What is a Knee Arthroscopy?
Knee Arthroscopy is a surgical process wherein the cartilage or tendons in the knee joint are viewed and repaired. This process involves a small incision in the knee, inside of which a small camera is placed inside of a small tube. This camera is used to view the inside of the knee joint and shows images of the interior on a video screen next to the doctor.
The Los Angeles knee specialist then reviews the inside of your knee joint until he finds the afflicted or damaged areas. Then, using the camera for guidance, he will make another small incision and insert miniature surgical tools as needed to fix the problem. This process offers faster recovery compared to open knee surgery, and the incision spot is quite small. After the process is complete, the Beverly Hills orthopedic doctor will stitch up the incision and create a recovery plan with you.
Who qualifies for Knee Arthroscopy?
This surgical process is one recommended after you have exhausted all non-surgical recovery options to no avail. If your knee continues to be inflamed, or the ligaments damages, or bone spurs are growing, you may need to exercise this medication option. Your doctor will recommend a surgeon who will review your medical history, as well as evaluate your current medical health, and speak with you about what the process entails and what will happen after.
You will likely need to visit your primary care physician in order to get blood work and regular check up tests completed to verify your current health conditions. You must also speak with the orthopedic surgeon in Los Angeles about any medications or herbal supplements you are taking. Some surgeons will recommend that you stop taking them two weeks before the procedure.
What happens before the Knee Arthroscopy?
The hospital will talk to you about what is expected of you in terms of arrival time, clothing, and what things you are and are not allowed to eat and drink before the procedure.

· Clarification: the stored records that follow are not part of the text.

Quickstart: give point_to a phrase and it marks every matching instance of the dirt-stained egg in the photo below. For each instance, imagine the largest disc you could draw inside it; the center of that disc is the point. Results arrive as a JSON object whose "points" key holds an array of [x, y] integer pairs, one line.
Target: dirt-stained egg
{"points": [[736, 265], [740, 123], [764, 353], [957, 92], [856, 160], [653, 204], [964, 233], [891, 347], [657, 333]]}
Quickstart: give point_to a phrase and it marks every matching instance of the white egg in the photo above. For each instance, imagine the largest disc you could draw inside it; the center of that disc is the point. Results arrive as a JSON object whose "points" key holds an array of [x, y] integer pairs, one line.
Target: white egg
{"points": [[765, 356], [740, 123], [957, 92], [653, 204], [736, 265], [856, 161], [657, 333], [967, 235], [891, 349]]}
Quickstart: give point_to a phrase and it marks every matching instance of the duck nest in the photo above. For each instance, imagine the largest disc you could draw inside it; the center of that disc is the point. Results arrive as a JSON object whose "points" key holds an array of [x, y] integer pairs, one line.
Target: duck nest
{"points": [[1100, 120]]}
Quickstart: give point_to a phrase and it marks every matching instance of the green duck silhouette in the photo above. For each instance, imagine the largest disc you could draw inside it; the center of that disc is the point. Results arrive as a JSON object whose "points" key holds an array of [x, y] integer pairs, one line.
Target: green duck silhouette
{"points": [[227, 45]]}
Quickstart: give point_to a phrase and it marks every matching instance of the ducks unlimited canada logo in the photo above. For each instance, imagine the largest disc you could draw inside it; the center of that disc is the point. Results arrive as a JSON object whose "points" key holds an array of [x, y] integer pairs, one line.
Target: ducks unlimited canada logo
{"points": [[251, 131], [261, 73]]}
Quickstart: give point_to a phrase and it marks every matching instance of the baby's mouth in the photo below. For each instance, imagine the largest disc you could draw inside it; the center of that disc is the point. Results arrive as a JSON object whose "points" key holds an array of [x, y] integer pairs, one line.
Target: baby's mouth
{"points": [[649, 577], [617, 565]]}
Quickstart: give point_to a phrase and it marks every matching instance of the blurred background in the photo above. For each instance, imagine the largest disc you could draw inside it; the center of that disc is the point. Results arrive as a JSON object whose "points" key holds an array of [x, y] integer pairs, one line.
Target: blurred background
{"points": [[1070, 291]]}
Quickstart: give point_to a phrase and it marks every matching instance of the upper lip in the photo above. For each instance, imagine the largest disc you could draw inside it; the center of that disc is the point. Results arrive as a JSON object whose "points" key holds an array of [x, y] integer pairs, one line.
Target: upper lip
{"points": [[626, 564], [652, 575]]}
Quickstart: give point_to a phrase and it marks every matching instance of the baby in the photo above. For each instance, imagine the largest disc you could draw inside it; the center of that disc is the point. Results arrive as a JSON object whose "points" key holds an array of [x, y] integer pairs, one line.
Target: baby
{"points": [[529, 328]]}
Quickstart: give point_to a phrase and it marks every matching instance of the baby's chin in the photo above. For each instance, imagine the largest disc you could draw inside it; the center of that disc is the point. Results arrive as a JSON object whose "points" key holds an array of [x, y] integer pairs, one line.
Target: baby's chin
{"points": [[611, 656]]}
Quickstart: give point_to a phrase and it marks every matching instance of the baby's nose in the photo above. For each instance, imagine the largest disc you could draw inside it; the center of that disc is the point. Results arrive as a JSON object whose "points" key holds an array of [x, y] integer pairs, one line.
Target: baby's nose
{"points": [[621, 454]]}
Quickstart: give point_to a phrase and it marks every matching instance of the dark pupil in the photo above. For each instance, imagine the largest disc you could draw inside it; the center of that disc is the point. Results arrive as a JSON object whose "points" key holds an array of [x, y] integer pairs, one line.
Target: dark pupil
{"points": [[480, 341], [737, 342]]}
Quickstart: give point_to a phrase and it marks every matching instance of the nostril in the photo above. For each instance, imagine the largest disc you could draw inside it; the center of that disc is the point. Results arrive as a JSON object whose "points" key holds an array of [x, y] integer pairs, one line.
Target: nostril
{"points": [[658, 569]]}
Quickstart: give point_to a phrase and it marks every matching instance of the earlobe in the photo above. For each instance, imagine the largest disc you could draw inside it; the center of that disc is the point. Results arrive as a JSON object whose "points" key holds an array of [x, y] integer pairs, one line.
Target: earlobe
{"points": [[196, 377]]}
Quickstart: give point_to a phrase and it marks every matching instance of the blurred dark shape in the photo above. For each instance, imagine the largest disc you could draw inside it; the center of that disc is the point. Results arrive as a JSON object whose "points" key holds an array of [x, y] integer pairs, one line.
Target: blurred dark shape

It is important that you follow their advice. If you have any questions, the staff can answer them.
Generally, a local nerve inhibitor is applied to the area of the knee. This will inhibit the nerves which send pain signals to your brain from the knee. This will numb the area which will be operated on. If you opt for the local inhibitor, you will remain awake during the procedure. You can also opt for general anesthesia in lieu of the local inhibitor or in addition to. If you have both, you will help to offset the amount of pain felt in your knee after surgery.
What happens after the surgery?
After the surgery you will be discharged in a few hours. You should have a friend or family member take you home. After that, you should be able to wear a brace and get around on your own within a few weeks, depending on the severity of the surgery. You can, with doctor approval, likely return to work after one or two weeks.